Author Topic: Codecompletion parser bug on treating comments  (Read 11163 times)

Offline ollydbg

  • Developer
  • Lives here!
  • *****
  • Posts: 5916
  • OpenCV and Robotics
    • Chinese OpenCV forum moderator
Codecompletion parser bug on treating comments
« on: March 09, 2009, 08:49:58 am »
I found that the parser stopped parsing in the comment blocks, and only two variables( int a, int b) were recognized.
Code
int a;
int b;

///remove "//" or "/*" blocks

int c;
int d;

int main()
{
    cout << "Hello world!" << endl;
    return 0;
}


thanks :D

« Last Edit: March 09, 2009, 12:08:06 pm by ollydbg »
If some piece of memory should be reused, turn them to variables (or const variables).
If some piece of operations should be reused, turn them to functions.
If they happened together, then turn them to classes.

Offline MortenMacFly

  • Administrator
  • Lives here!
  • *****
  • Posts: 9694
Re: Codecompletion parser bug on treating comments
« Reply #1 on: March 09, 2009, 12:25:36 pm »
I found that the parser stopped parsing in the comment blocks, and only two variables( int a, int b) were recognized.
That is correct. C::B recognises the /* as beginning of a multi-line comment which never ends.

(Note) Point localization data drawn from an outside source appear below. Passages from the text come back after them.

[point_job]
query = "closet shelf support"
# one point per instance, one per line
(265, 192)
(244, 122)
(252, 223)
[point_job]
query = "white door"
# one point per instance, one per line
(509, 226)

If you find a way how to *fast* determine whether you are inside a string or not I am pleased to apply that. I believe there is no way to handle such without a certain slowdown.

BTW: Are you aware that a compiler will issue a warning in such cases about a multi-line comment inside a comment? There is a good reason it will do... ;-)
Compiler logging: Settings->Compiler & Debugger->tab "Other"->Compiler logging="Full command line"
C::B Manual: https://www.codeblocks.org/docs/main_codeblocks_en.html
C::B FAQ: https://wiki.codeblocks.org/index.php?title=FAQ

Offline Jenna

  • Administrator
  • Lives here!
  • *****
  • Posts: 7255
Re: Codecompletion parser bug on treating comments
« Reply #2 on: March 09, 2009, 05:13:07 pm »
I found that the parser stopped parsing in the comment blocks, and only two variables( int a, int b) were recognized.
That is correct. C::B recognises the /* as beginning of a multi-line comment which never ends.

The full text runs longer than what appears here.